El debate está servido. Han sido muchas las conversaciones en las últimas semanas sobre la pérdida de la esencia en el Carnaval, incluyo el concurso de agrupaciones. Aunque no es nada nuevo, parto de la base de que esto de los cambios es inherente al desarrollo del propio rito y deberíamos de asumirlo como norma, este año parece que la preocupación para algunos ha ido en aumento.
El asunto quizá sea más una cuestión de dimensiones. Me explico. De la dimensión que están tomando algunos aspectos que nos pueden resultar preocupantes. En el caso del concurso de agrupaciones sería la frialdad de un público devoto pero pasivo que es capaz de recorrer cientos de kilómetros en un día para acudir al Falla, ver a sus estrellas del rock favoritas o aplaudir ciegamente a la agrupación líder del top ten de su pueblo.
Para ellos es como poner una pica en Flandes. Cumplir un sueño televisivo. Se les puede identificar por sus caras de fascinación y la misma admiración que cuando aquel niño entró en Disneyland París y se encontró con el Ratón Mickey. La cuestión es que se hizo una foto con él y luego lo abandonó por el Pato Donald.
Hablo en voz alta. Planteando la reflexión y sin querer imponer verdades absolutas. Pero me surgen preguntas. ¿Queremos convertir el concurso en ese parque temático superfluo, vacío de irreverencias y descafeinado que intenta agradar a todo el mundo para que se lleve una buena impresión y vuelva mañana? ¿Deberíamos reservar una cuota de entradas para la gente de Cádiz a precio moderado para garantizar un mínimo de gaditanismo durante el concurso? Me surgen otras dos cuestiones al hilo de esta última. ¿Quiénes son la gente de Cádiz y qué es el gaditanismo?

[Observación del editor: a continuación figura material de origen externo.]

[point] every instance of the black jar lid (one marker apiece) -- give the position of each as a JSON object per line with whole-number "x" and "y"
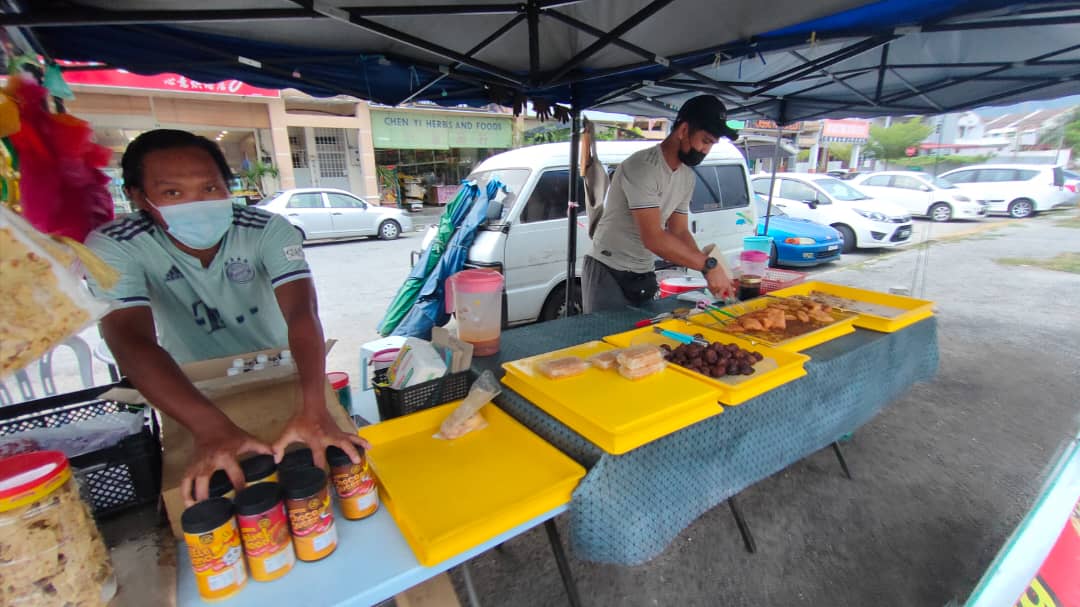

Al mismo tiempo, volviendo a las esencias, chocaríamos frontalmente con la palabra libertad. Tan usada y manida sobre las tablas del Falla. Podríamos convertir esta parte del Carnaval que es el concurso de agrupaciones en un club exclusivo con socios preferentes. Donde se pide permiso para entrar. Donde hay que cumplir con la etiqueta y donde hay que saber comportarse a la manera de para ser y sentirse una unidad aceptada dentro de la masa. Uf, como me recuerda este párrafo a una caseta de feria.
En el caso de la calle, además del factor parque temático para viajeros que no saben viajar, podemos añadir la resistencia local. Un factor interno que tampoco es nuevo pero que sí está aumentando su presencia e influencia durante el Carnaval. Vecinos que sin previo aviso ni conversación lanzan un huevo, cubo de agua o disfrutan rociando sádicamente con la espuma apagallamas del extintor o los petardos a todo el que se le ocurra cantar más allá de lo que ese balconetti crea conveniente.
Todo el mundo entiende que mañana hay que trabajar. Que to quisqui no puede pillarse las vacaciones en Carnaval, que siempre hay un niño pequeño que tiene que dormir o un enfermo que descansar. Pero me siguen surgiendo preguntas. ¿En qué momento a esas personas antes de desplegar la habilidad de la diplomacia se les ocurre agredir sin mediación internacional a ese público que por norma general manda callar para poder escuchar el repertorio de las agrupaciones? Si vivieran en Valencia y en Fallas me darían miedo. Y todavía no he visto ninguna agrupación que no se trasladara con su séquito público a otra calle ante una queja vecinal de este tipo.
En conclusión. Tenemos dos dimensiones a la que enfrentarnos. ¿Qué tendríamos que hacer al respecto? ¿Dejar que todo fluya de forma natural y que el tiempo decida lo que ha llegado para quedarse? ¿O quizá actuar e intervenir a favor de la conservación de las tradiciones supuestamente inviolables?
Lo cierto es que cada vez son más las voces que defienden a la hora de cantar en el escenario o en la calle que se sienten como en tierra extraña, cantando ante seres extraños, como si esto no fuera Cádiz y el Carnaval naciera ayer.
Abro el debate desde esta tribuna. Quedan invitados a participar.